Neuguitars 2024 #28 Giacomo Fiore’s “Lost Horse Wash Drone,” a beautiful homage to the desert and to Lou Harrison
Other Minds, 2024
I think this is a sign of the times and the art forms we live in. It is becoming more and more common for a classically trained musician not only to prove himself a worthy performer in the world of contemporary and experimental music, but also to venture into improvisation and immediate composition. Take, for example, the Italian guitarist and musicologist Giacomo Fiore.
Fiore has premiered more than two dozen new works for tuned, electric, and classical guitars, and has released several recordings for Populist, Cold Blue, Pinna, Spectropol, Paper Garden Records, and his own label. As a scholar, his research focuses on American experimental music, intonation, and performance; he has published articles in Music Theory Spectrum, the Journal of the Society for the American Music, and TEMPO, and writes occasionally for Classical Guitar and SFCV. He teaches a wide range of courses in historical and practical music at the University of San Francisco and UC Santa Cruz. Giacomo is a member of Ninth Planet New Music (the chamber group formerly known as Wild Rumpus) and an occasional performer for New Music Works, sfSound, and other Bay Area organizations. He has served as curator of the Center for New Music since 2019 and as vice president of the Northern California Chapter of the American Musicological Society from 2015 to 2019.
“Lost Horse Wash Drone,” is his latest work, released on Other Minds.

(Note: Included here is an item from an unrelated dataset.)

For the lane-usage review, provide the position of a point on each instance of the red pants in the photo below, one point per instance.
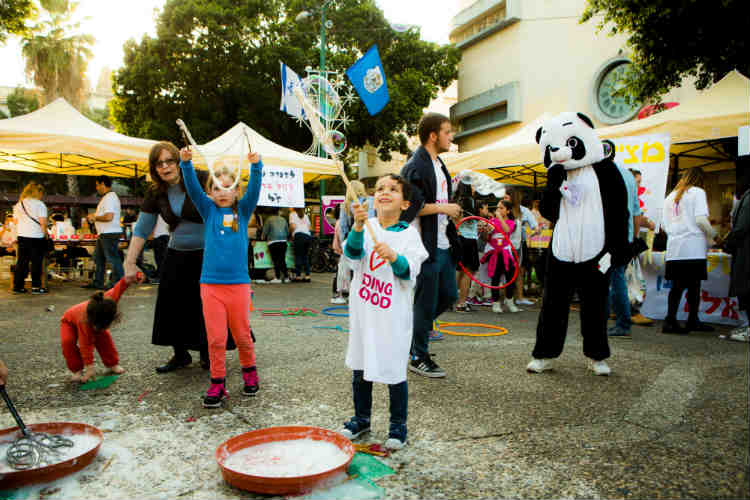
(103, 344)
(227, 305)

The CD features Fiore playing a variety of finely tuned guitars, along with field recordings from Joshua Tree National Park.
The concept for this album was born out of Giacomo Fiore’s week-long residency at the Lou Harrison House in Joshua Tree, California in March 2023. Surrounded by the desert surroundings, Fiore immersed himself in exploring Lou Harrison’s musical legacy, drawing inspiration from Harrison’s creative practice and his commitment to environmental conservation.
Armed with a fretless electric guitar, a resonator guitar (a copy of the instrument Harrison designed for his final composition, “Scenes from Nek Chand”), and his recording equipment, Fiore ventured into the heart of Joshua Tree National Park to capture the aural essence of the desert landscape. Despite the challenges posed by man-made noise pollution, Fiore persevered, employing inventive techniques such as inserting microphones into his guitar to blend the sounds of the environment with the acoustics of his instrument.
The result is something transversal, a kind of lateral music that combines the emotions immediately generated by listening, with a whole series of reflections that emerge later, slowly. It must be said that, sometimes, it is difficult to know which of the sounds we listen to comes from the field recording and which from Fiore's guitars. The author's ability to manipulate and integrate the different sounds into a complete and organic narrative quickly makes us forget these acousmatic and technical aspects to allow the listener to grasp a whole series of connections with Harrison's music and the cultural context in which it developed. In fact, you can feel that the music "Lost Horse Wash Drone" is inhabited by the gentle ghost of Lou Harrison, his gentle presence runs through all five tracks of the album that, temporally, seems to span an entire day, from "Morning" to Night".
"Lost Horse Wash Drone" is a very intimate and sensitive work, which reflects the profound influence of Harrison's music and ethics on Giacomo Fiore himself. I can't think of a better way to honor and, at the same time, go beyond the ideas of this great American composer, integrating them into a more contemporary vision. Listen to it calmly, several times, in the evening, perhaps after a storm. You will see sound flowers bloom in the desert.